Le principe de la prise en charge est de lever le blocage pupillaire et de rétablir la circulation de l’humeur aqueuse en réalisant une iridectomie périphérique (IP). Dans deux tiers des cas, celle-ci rouvre l’angle iridocornéen. Après une IP, la PIO est diminuée dans la majorité des cas, mais pas suffisamment s’il existait une neuropathie glaucomateuse préalable.
En l’absence de glaucome préalable, il n’y aura pas d’évolution après la réalisation de l’IP. Et s’il existait une neuropathie glaucomateuse préalable, l’IP seule ne suffira pas. Pour compléter son effet, il faudra réaliser une chirurgie filtrante dans 25% des cas en cas de fermeture chronique, et dans 40% en cas de fermeture aiguë.

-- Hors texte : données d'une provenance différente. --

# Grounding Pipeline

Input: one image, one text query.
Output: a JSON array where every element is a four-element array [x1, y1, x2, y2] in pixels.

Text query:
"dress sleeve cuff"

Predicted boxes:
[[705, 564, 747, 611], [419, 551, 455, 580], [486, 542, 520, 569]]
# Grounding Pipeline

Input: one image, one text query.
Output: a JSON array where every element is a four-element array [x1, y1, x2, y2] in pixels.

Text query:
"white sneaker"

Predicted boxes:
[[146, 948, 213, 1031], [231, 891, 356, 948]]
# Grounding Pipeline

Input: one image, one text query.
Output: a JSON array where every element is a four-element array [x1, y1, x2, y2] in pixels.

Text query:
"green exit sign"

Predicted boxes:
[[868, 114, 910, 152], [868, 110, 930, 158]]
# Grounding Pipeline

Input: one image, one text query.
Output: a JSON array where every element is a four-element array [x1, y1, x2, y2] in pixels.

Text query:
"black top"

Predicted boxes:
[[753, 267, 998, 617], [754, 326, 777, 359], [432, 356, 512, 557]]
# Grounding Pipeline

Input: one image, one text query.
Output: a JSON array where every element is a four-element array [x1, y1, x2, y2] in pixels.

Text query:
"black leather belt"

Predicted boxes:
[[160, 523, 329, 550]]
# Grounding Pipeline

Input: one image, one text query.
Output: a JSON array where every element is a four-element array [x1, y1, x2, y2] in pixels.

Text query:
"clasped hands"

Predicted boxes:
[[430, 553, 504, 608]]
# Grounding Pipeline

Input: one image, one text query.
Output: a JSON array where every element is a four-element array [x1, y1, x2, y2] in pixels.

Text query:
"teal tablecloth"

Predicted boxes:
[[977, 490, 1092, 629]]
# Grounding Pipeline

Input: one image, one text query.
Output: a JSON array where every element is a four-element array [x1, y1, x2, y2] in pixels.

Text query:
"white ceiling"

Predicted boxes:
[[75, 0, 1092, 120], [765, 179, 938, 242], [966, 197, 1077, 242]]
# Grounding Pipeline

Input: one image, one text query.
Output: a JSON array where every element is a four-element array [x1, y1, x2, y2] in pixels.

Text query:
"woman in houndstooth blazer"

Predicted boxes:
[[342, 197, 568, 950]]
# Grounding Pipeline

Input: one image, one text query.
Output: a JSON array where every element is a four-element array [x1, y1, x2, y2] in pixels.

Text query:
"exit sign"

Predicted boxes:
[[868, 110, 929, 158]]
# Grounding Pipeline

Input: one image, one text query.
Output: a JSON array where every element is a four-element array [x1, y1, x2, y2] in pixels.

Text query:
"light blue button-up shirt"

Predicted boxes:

Si la PIO est toujours insuffisamment contrôlée malgré l’IP, nous pouvons utiliser des traitements médicaux.
Glaucome par fermeture de l’angle : le versant chirurgical
D’après l’intervention du Dr Jean-François Rouland (Lille)
Après une chirurgie de la cataracte, la taille de l’angle iridocornéen va être multipliée par 3. La phakoémulsification permet une réouverture de l’angle et une diminution de la PIO dans les glaucomes primitifs par fermeture d’angle.
Selon des études de 2016, la phakoémulsification et l’IP entraînent une baisse quasi équivalente de la PIO.
Une meilleure qualité de vie et le nombre de thérapeutiques font pencher la balance en faveur de la chirurgie de la cataracte. On retrouve moins de complications chez les patients ayant bénéficié de la phakoémulsification. Il est donc plus utile et plus efficace de traiter les patients par phakoémulsification que par iridectomie seule.
Glaucome à pression normale
D’après l’intervention du Pr Éric Sellem (Lyon)
Les caractéristiques du glaucome à pression normale sont :
- la présence d’hémorragies péripapillaires (risque de progression) ;
- la présence de déficits périmétriques plus modestes que ne le laisserait supposer l’atteinte de la structure ;
- des scotomes paracentraux ;
- une PIO dans les limites de la normale.
Il est important de rechercher et de traiter les facteurs de risque cardiovasculaires (hypertension artérielle) et un syndrome d’apnée du sommeil, car il existe une relation de cause à effet.
La décision de traiter la PIO dans le glaucome à pression normale mérite l’expectative. Il faut avoir une progression documentée, donc refaire un bilan de la structure (rétinophotos, OCT) et de la fonction (champ visuel) au bout de 3 à 4 mois, puis tous les 6 mois. En cas de progression, il faut abaisser la pression intraoculaire.
Glaucome à pression normale
D’après l’intervention du Pr Philippe Denis (Lyon)
Au moment du diagnostic, on traite la PIO si le rythme de progression est inconnu, si la pression est limite et si le déficit campimétrique est sévère. Il faut faire baisser la pression de 25 à 30%.
Lors du suivi, il faut suivre la progression en définissant une PIO cible selon la PIO moyenne, l’espérance de vie, l’importance de l’atteinte, le rythme de progression et le degré de l’acceptation. Il faut aussi évaluer le rôle de la cataracte et de la DMLA. En l’absence de progression, il faudra évaluer le rapport bénéfice/ risque du traitement, alléger ce dernier au besoin, et remettre en cause le diagnostic de glaucome à pression normale.